From the Awesome Files: more people have reached my blog in the past month by looking up “Cheez Doodles” than my name. This is due, of course, to this post. Plus there has also been an uptick in public Cheez Doodle curiosity due to the fact that Morrie Yohai, Doodle Creator, died recently. His life was kind of awesome. I recommend googling him.
Lately I have been chatting with the English editor about the UK edition of my book. There will be a few textual differences, plus the afterword will be a foreword because their copyright laws over there are intense. You have to be really careful when writing a work of fiction based on actual artifacts, so much so that they are trying to cram my lyrical, dreamy-eyed background story full of painfully awkward legalese. Ouch. Such is life.

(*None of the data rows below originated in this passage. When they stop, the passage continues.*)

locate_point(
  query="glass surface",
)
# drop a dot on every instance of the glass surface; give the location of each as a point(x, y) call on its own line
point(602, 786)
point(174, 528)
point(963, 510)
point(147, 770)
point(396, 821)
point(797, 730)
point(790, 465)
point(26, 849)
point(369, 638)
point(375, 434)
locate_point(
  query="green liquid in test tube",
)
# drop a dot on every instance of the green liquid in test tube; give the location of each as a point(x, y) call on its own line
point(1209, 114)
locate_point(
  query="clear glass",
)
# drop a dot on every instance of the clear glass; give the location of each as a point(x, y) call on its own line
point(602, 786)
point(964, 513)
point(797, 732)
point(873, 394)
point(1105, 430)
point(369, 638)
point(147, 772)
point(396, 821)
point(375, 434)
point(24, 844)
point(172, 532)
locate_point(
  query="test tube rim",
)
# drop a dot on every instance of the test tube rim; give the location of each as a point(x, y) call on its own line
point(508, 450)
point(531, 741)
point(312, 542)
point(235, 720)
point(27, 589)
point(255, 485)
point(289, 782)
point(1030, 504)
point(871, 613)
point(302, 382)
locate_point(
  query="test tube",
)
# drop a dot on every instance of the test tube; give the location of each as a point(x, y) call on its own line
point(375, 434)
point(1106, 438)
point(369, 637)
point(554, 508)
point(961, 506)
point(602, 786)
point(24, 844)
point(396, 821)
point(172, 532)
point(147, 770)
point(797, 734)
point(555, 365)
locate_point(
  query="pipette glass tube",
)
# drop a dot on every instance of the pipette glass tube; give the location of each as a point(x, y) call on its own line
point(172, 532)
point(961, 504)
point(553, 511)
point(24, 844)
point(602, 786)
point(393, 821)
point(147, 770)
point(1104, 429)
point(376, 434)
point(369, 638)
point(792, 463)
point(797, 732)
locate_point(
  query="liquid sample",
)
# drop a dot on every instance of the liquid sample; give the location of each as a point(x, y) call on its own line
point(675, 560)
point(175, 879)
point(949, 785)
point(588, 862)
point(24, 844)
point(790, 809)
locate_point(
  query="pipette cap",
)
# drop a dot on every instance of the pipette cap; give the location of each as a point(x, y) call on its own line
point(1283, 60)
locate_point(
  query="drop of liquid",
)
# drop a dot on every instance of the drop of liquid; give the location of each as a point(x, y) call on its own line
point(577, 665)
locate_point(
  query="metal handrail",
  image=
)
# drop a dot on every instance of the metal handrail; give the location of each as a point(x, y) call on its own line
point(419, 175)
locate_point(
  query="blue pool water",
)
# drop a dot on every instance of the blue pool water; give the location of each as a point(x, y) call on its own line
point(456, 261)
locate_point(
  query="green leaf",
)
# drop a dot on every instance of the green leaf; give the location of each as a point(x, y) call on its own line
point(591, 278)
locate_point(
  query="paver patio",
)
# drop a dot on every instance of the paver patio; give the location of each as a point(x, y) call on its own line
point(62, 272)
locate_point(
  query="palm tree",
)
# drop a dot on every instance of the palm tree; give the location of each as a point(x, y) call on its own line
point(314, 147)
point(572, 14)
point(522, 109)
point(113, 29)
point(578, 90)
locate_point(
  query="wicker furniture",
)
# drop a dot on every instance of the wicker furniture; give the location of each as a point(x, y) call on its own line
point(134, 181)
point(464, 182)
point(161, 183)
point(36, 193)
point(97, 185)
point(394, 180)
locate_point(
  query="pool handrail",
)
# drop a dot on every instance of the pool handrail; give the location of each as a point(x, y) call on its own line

Lately I have also done a whole bunch of messing around with this blog. If you’ve visited more than once in the the past couple of days, you’ve probably seen the color scheme change. For a while I had it set up as white text on a black background. It looked kind of sexy and made photos really pop, but I received such vociferous objections to its illegibility that I backed off into this cream-and-blue color scheme. Not quite as striking, and thus it should prove less offensive to certain visual sensibilities. Oh, and guess what? I added an “events” page! Because I am starting to get booked for events! Very exciting. I also added a placeholder “press” page. Do check it in you’re in the mood for goofiness. If you click on the photos, you can see them in their full-sized glory.
Today I read this rather interesting article on Slate called “The strange comforts of reading Mark Twain in the age of oppositional defiant disorder.” It does offer some cheer with its sweetly quaint observation that children have always been the same, before their behaviors were pathologized with excessive medical diagnoses. I didn’t buy the pat faux-nostalgia at the end of the article though. Things were better for rowdy children in the nineteenth century because they could grow up to strike out into the wilderness? Please.
Yes, the way we castrate the brains of unmanageable children with medication is shameful. But it wasn’t any easier to be different back then. Shaming and brutal corporal punishment don’t sound all that much more humane than Ritalin to me. The truth is that society always has and always will attempt to smother subversive elements. That is a great deal of what education is for. Do you remember, I mean truly remember, how awful school could be? I recall quite vividly sitting in science class in ninth grade, so painfully bored that my very personhood was slowly unwinding like fraying rope. I was stuck there on my awful little hard stool between two shitheads too vain to get glasses who constantly tore mine off my face, without request or warning, when they needed to read something off the board. I was quite convinced that when I entered that room, some lever was pulled that actually warped spacetime to make one hour into five. One day it was so terrible that I wept, quiet and unseen.
This sort of dehumanizing, life-draining bullshit is what they do to prisoners to break them. We do this to our children, every day. Before I went to college, school was a veritable Calvary. The most stimulating classes were, at best, barely tolerable. They did teach me something valuable: how to float outside myself, how to ignore authority in a way that looked like cooperation in order to be left alone. Most children are not gifted with my strange little mystic tendencies, however. They will make their suffering known.
You might ask how I wound up working in, of all places, the educational system. One of the reasons is that I wanted to give my students little glimmers of life from inside the grinding guts of the machine. You will not believe how gratefully students react when you tell them something true, something a little wild that they are not used to hearing inside a classroom. Literature is full of subversive elements, and bringing those out in an institutional setting can be liberating, thrilling even. You don’t have to destroy the tidy little box society tucks you into, but sometimes–sometimes you really have to give it the finger. Just that, just this tiny gesture of fuck you, I will not want what you tell me to want can be enough to stay alive. I assure you, there are few things as wonderful as watching a room full of exhausted students domesticated by an oppressive educational system realize this.